2. Review of Design of Process Parameters for Squeeze Casting

  • Authors: Deng, J., Xie, B., You, D., Huang, H.
  • Journal: Chinese Journal of Mechanical Engineering (English Edition)
  • Year: 2023
  • Volume: 36
  • Issue: 1
  • Article Number: 146
  • Citations: 3
  • Abstract: This review provides a comprehensive analysis of squeeze casting process parameters, highlighting key advancements and challenges. It outlines methodologies for optimizing casting performance and introduces new perspectives for the design and control of process variables.

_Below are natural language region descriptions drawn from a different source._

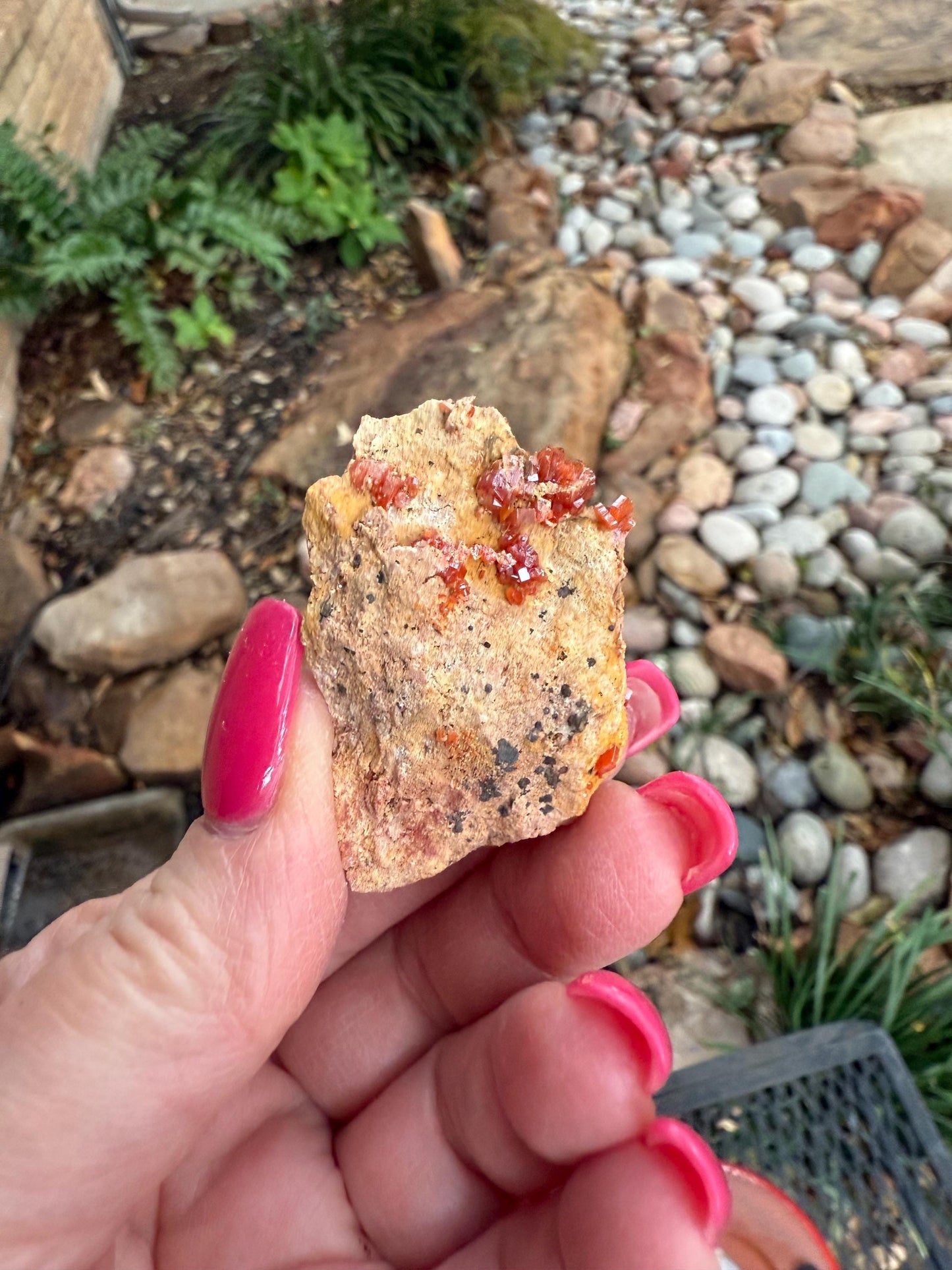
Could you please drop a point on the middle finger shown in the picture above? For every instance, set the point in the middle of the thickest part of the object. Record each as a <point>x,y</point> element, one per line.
<point>549,908</point>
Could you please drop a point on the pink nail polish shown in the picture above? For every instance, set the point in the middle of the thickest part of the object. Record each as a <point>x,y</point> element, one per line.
<point>639,1016</point>
<point>652,704</point>
<point>698,1167</point>
<point>708,822</point>
<point>244,748</point>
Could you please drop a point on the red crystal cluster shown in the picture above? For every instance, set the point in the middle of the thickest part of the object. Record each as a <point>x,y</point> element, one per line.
<point>620,516</point>
<point>524,489</point>
<point>385,486</point>
<point>518,567</point>
<point>605,764</point>
<point>455,572</point>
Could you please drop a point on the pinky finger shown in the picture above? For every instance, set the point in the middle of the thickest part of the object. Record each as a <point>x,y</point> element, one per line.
<point>652,1204</point>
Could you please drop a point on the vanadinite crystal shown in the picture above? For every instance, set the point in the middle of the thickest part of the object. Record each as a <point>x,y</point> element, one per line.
<point>465,629</point>
<point>386,487</point>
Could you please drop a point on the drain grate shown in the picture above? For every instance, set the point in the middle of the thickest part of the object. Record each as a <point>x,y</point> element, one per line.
<point>834,1119</point>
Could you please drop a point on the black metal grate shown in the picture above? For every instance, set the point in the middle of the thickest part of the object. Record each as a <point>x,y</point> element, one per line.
<point>834,1119</point>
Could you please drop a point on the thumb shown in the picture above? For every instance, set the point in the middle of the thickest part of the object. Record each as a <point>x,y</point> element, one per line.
<point>119,1049</point>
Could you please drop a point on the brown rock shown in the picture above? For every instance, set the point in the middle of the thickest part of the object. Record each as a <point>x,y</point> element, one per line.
<point>522,204</point>
<point>45,700</point>
<point>583,135</point>
<point>934,299</point>
<point>804,193</point>
<point>434,253</point>
<point>687,563</point>
<point>912,256</point>
<point>165,730</point>
<point>86,423</point>
<point>675,382</point>
<point>97,479</point>
<point>449,715</point>
<point>750,43</point>
<point>745,660</point>
<point>903,365</point>
<point>646,502</point>
<point>605,104</point>
<point>664,308</point>
<point>775,92</point>
<point>828,135</point>
<point>23,586</point>
<point>149,611</point>
<point>872,214</point>
<point>229,27</point>
<point>553,353</point>
<point>705,482</point>
<point>52,775</point>
<point>872,43</point>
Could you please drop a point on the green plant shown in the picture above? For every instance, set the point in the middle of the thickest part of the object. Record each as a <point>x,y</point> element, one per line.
<point>125,231</point>
<point>894,662</point>
<point>393,68</point>
<point>327,179</point>
<point>197,327</point>
<point>418,75</point>
<point>879,978</point>
<point>517,49</point>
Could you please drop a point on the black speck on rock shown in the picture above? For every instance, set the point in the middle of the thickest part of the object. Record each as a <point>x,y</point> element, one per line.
<point>488,789</point>
<point>507,755</point>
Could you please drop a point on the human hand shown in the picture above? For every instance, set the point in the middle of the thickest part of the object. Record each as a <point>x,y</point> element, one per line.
<point>238,1066</point>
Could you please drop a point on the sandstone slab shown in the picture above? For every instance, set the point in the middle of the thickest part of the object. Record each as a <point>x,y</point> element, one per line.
<point>149,611</point>
<point>913,146</point>
<point>551,352</point>
<point>475,675</point>
<point>904,42</point>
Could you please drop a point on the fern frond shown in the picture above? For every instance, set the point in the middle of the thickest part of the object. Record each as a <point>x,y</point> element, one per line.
<point>28,192</point>
<point>89,260</point>
<point>141,324</point>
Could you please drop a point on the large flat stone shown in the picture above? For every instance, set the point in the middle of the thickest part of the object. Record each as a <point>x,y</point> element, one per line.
<point>551,353</point>
<point>899,42</point>
<point>51,861</point>
<point>914,148</point>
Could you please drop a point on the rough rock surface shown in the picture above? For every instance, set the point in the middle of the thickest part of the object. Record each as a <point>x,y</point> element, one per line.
<point>461,719</point>
<point>150,610</point>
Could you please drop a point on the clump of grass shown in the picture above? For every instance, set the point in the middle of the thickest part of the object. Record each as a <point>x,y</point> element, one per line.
<point>879,978</point>
<point>419,76</point>
<point>895,663</point>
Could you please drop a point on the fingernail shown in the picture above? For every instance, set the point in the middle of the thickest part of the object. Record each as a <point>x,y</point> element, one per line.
<point>244,747</point>
<point>652,704</point>
<point>700,1170</point>
<point>639,1016</point>
<point>708,821</point>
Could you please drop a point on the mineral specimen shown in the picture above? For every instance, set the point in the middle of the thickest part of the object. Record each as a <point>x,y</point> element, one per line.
<point>465,627</point>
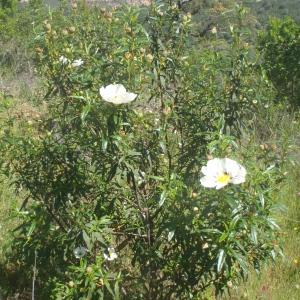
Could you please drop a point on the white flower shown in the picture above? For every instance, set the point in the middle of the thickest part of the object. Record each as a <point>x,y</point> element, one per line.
<point>63,60</point>
<point>77,62</point>
<point>221,171</point>
<point>116,94</point>
<point>110,254</point>
<point>80,252</point>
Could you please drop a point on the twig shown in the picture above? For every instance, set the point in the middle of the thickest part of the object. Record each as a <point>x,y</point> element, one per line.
<point>34,275</point>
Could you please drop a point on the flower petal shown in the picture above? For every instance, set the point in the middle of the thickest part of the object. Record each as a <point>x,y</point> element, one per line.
<point>208,181</point>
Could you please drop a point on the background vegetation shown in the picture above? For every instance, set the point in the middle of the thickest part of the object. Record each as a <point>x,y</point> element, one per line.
<point>214,79</point>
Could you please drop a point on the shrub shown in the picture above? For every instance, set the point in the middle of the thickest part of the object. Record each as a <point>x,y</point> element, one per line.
<point>280,45</point>
<point>115,208</point>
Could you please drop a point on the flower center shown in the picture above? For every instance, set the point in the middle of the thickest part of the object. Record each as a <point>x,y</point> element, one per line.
<point>223,178</point>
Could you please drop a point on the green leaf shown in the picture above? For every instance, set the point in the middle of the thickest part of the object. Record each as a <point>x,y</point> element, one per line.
<point>171,235</point>
<point>162,198</point>
<point>254,235</point>
<point>221,260</point>
<point>87,240</point>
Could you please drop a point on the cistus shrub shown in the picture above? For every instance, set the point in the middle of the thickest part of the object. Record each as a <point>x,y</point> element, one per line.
<point>117,205</point>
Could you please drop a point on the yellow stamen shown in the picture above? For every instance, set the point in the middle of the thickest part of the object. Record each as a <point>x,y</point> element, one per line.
<point>223,178</point>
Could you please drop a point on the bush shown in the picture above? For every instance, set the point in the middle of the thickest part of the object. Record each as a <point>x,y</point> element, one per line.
<point>280,45</point>
<point>115,208</point>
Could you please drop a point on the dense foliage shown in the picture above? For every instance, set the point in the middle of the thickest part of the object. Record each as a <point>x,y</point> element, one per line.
<point>114,207</point>
<point>281,47</point>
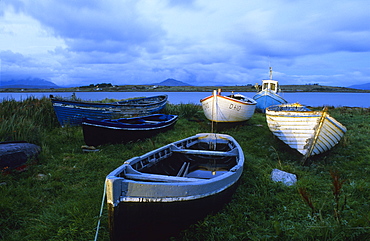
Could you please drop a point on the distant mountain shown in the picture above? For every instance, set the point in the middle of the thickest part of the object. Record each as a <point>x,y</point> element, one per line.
<point>29,83</point>
<point>172,82</point>
<point>361,87</point>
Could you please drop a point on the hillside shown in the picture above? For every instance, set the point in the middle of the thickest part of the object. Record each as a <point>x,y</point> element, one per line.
<point>28,82</point>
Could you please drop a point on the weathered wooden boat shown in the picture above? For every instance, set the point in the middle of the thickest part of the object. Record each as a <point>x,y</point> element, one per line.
<point>162,191</point>
<point>14,155</point>
<point>309,132</point>
<point>232,108</point>
<point>71,112</point>
<point>268,96</point>
<point>98,132</point>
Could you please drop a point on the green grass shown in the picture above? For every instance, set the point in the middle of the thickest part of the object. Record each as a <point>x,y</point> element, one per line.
<point>59,197</point>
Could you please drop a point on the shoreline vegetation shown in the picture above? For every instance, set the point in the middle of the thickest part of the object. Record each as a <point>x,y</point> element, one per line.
<point>152,88</point>
<point>59,197</point>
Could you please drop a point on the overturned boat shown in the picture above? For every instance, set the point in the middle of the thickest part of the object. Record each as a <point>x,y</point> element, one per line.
<point>309,132</point>
<point>71,112</point>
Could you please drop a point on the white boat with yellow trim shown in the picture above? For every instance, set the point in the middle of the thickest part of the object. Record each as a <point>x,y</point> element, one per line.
<point>309,132</point>
<point>231,108</point>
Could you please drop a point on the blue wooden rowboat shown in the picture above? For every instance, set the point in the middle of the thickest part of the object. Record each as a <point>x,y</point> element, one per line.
<point>71,112</point>
<point>98,132</point>
<point>161,192</point>
<point>268,96</point>
<point>14,155</point>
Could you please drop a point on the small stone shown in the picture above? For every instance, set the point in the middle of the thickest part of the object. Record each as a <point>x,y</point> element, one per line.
<point>284,177</point>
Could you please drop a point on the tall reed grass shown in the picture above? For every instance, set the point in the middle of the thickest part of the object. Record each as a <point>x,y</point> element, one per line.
<point>59,198</point>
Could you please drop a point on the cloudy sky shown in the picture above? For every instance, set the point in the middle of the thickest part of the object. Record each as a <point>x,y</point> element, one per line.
<point>200,42</point>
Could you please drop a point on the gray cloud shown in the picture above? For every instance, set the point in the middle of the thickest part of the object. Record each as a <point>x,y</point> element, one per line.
<point>195,41</point>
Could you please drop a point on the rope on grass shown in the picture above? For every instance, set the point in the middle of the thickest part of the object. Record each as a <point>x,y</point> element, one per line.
<point>101,213</point>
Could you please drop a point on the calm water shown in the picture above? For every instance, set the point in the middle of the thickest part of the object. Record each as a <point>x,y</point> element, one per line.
<point>310,99</point>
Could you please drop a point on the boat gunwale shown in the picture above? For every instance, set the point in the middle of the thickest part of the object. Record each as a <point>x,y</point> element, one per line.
<point>232,99</point>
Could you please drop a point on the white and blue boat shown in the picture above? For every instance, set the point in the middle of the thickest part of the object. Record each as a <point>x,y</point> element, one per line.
<point>156,194</point>
<point>71,112</point>
<point>268,96</point>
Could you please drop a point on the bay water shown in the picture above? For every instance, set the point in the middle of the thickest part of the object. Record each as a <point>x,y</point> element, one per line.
<point>315,99</point>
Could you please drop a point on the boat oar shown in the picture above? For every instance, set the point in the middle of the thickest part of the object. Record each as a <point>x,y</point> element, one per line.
<point>316,137</point>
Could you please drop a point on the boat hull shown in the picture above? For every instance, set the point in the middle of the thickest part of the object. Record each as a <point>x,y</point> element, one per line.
<point>99,132</point>
<point>157,220</point>
<point>15,155</point>
<point>157,193</point>
<point>72,112</point>
<point>220,108</point>
<point>265,99</point>
<point>309,132</point>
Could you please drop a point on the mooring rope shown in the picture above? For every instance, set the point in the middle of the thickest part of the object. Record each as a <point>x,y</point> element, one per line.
<point>101,213</point>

3. Intelligent Optimization Design of Squeeze Casting Process Parameters Based on Neural Network and Improved Sparrow Search Algorithm

  • Authors: Deng, J., Liu, G., Wang, L., Wu, X.
  • Journal: Journal of Industrial Information Integration
  • Year: 2024
  • Volume: 39
  • Article Number: 100600
  • Citations: 1
  • Abstract: This paper introduces an intelligent framework leveraging neural networks and an improved sparrow search algorithm to optimize squeeze casting process parameters. The proposed approach achieves enhanced precision and efficiency, reducing production defects and material waste.

4. The Parameter Identification of Metro Rail Corrugation Based on Effective Signal Extraction and Inertial Reference Method

  • Authors: Sun, H., He, D., Ma, H., Wen, Z., Deng, J.
  • Journal: Engineering Failure Analysis
  • Year: 2024
  • Volume: 158
  • Article Number: 108043
  • Citations: 7
  • Abstract: This study develops a novel methodology for identifying metro rail corrugation parameters using signal extraction and inertial reference techniques. The findings contribute to more effective rail maintenance strategies, enhancing safety and operational performance.

5. Blockchain-Based Security Access Control System for Sharing Squeeze Casting Process Database

  • Authors: Deng, J., Liu, G., Zeng, X.
  • Journal: Integrating Materials and Manufacturing Innovation
  • Year: 2024
  • Volume: 13
  • Issue: 1
  • Pages: 92–104
  • Citations: 1
  • Abstract: This research proposes a blockchain-based access control system for securely sharing squeeze casting process databases. The system enhances data integrity and accessibility, enabling collaborative innovation in manufacturing processes.

Conclusion

Prof. Jianxin Deng is an outstanding candidate for the Best Researcher Award. His innovative contributions to intelligent manufacturing, logistics optimization, and data-driven methodologies are highly impactful, and his patents underscore the practical relevance of his work. Although there are opportunities to diversify his application areas and enhance outreach, his achievements firmly position him as a leading figure in mechanical engineering and manufacturing research.

Recommendation:

Prof. Deng’s remarkable accomplishments and continued dedication to advancing his field make him a strong contender deserving of the award.